In areas including and beyond AI, analyzing definitions can also illustrate debates, differing approaches, and changes over time. For instance, three privacy-focused bills introduced in the 117th Congress used different distance thresholds for defining what qualifies as “precise geolocation” information:
The term “precise geolocation information” means information that reveals the past or present physical location of an individual, or device that identifies or is linked or reasonably linkable to 1 or more individuals, with sufficient precision to identify street level location information or an individual’s location within a range of 1,000 feet or less…Excerpt from the American Data Privacy and Protection Act (H.R. 8152, text as introduced June 21, 2022. Note that this threshold was changed to 1,850 feet in a subsequent version of the bill)
The term “precise geolocation information” means historical or real-time location information, or inferences drawn from other information, capable of identifying the location of an individual or a consumer device of an individual with specificity sufficient to identify street level location information or an individual’s or device’s location within a range of 1,640 feet or less.Excerpt from the PROTECT Kids Act (H.R. 1781, introduced March 10, 2021)

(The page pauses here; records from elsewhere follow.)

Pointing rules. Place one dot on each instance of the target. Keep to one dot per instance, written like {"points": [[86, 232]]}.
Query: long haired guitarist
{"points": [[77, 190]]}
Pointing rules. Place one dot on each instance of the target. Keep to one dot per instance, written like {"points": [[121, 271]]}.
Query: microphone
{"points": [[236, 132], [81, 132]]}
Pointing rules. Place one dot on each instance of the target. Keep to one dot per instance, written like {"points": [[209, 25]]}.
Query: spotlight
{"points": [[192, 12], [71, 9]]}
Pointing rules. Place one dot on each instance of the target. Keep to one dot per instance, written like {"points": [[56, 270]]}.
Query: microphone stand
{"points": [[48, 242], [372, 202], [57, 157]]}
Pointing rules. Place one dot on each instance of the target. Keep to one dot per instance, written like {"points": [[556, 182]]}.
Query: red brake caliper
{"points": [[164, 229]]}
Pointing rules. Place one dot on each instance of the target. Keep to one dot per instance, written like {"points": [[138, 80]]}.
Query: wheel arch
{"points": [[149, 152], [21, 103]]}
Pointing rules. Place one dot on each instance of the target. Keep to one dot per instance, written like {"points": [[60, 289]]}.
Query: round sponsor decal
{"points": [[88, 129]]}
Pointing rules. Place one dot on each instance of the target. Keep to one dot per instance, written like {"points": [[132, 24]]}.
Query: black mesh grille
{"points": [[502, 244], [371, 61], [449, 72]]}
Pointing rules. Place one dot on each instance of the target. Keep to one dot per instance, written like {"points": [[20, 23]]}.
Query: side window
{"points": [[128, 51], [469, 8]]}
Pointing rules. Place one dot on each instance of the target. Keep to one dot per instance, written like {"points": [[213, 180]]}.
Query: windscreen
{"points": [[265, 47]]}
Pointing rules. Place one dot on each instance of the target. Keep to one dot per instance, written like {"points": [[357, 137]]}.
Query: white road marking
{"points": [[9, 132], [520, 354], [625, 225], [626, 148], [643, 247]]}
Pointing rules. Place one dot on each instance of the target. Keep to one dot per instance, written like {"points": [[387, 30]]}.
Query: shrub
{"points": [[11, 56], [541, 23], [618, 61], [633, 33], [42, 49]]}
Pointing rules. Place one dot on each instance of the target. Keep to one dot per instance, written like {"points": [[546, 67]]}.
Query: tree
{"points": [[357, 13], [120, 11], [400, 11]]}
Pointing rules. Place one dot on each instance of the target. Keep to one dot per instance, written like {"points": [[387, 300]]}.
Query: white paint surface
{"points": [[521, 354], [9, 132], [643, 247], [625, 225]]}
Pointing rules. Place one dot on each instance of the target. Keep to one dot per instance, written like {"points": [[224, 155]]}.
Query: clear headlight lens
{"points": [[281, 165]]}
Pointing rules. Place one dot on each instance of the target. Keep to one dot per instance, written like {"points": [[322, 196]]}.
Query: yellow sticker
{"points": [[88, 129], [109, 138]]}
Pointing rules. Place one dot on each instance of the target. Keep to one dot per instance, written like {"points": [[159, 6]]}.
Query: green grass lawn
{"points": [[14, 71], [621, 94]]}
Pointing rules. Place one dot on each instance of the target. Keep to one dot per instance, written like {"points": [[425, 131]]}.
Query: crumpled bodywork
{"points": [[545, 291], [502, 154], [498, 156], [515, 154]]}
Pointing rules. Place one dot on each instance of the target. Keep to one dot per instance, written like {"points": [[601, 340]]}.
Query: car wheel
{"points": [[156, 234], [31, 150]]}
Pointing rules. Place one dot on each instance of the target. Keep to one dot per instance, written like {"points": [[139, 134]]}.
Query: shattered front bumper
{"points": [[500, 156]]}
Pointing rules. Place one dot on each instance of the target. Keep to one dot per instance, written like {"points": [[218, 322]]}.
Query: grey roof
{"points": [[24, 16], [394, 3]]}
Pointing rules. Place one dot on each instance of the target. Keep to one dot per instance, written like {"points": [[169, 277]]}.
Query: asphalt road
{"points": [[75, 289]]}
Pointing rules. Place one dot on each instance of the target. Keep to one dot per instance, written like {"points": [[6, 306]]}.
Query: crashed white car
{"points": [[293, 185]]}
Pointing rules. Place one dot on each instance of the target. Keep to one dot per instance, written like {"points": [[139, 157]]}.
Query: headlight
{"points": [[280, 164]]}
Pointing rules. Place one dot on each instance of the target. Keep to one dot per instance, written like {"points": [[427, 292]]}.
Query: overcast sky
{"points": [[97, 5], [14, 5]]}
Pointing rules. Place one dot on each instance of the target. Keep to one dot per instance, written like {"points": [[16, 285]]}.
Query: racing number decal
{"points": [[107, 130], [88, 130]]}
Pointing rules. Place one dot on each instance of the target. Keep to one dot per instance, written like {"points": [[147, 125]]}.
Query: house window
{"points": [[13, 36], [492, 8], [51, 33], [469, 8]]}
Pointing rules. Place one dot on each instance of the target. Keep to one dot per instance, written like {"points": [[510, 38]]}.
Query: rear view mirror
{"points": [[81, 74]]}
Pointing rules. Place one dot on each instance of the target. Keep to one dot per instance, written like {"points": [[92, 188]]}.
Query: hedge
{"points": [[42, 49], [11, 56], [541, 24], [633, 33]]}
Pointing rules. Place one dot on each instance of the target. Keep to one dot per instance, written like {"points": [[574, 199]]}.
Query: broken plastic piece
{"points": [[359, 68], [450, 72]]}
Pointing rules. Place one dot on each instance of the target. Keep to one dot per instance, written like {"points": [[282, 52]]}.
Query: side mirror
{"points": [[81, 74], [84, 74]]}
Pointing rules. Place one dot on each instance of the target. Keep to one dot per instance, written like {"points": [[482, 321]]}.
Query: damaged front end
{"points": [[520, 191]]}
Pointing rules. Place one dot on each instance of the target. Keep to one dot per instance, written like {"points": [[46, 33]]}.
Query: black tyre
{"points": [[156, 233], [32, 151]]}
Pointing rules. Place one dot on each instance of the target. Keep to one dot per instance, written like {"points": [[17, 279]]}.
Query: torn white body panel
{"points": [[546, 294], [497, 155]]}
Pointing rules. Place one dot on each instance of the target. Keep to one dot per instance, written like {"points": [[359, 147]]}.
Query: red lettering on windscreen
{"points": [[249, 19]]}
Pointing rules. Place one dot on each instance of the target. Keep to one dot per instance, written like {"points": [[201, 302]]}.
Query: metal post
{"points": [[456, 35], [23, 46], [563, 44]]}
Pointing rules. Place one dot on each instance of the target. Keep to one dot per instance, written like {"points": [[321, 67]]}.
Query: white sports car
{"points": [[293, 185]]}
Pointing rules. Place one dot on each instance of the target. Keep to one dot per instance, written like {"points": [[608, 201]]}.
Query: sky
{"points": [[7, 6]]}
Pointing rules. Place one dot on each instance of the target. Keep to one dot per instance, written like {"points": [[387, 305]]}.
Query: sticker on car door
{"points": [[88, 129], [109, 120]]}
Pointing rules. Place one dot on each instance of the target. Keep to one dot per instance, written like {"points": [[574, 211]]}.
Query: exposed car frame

The term “precise geolocation” means any data that is derived from a device and that is used or intended to be used to locate an individual within a geographic area that is equal to or less than the area of a circle with a radius of one thousand, eight hundred and fifty (1,850) feet.Excerpt from the Data Protection Act of 2021 (S. 2134, introduced June 17, 2021)
While there is perhaps no perfect or preeminent distance threshold to quantify “precise geolocation information,” a staffer working on new legislation or a policy analyst weighing in on policy proposals may care to know what thresholds have been used in the past. Similarly, proposals that impact social media platforms in some way often contend with the question of how to delineate which apps, services, and systems should be considered a “covered platform” subject to the bill’s requirements, often qualifying platforms based on user numbers. Figure 2 highlights five different legislative proposals from the 117th Congress related to social media with definitions specifying that the bills only apply to platforms with above a certain number of users (among other requirements). While some bills might include platforms with a few hundred thousand users, others apply only to platforms with hundreds of millions.
Legislative data isn’t just useful for finding discrepancies in thresholds. We can also borrow graph theory concepts to identify cyclic dependencies in bill text, explore the lineages of definitions across the aisle and across houses of Congress, or put legislative definitions in conversation with other definitions – including from international standards, research works, and other government publications.
As debates about how to govern emerging and existing technologies continue in the U.S. and around the world, we can look to legislative definitions to provide valuable and practical insights for policy conversations and hopefully move us toward answering those broad and challenging questions.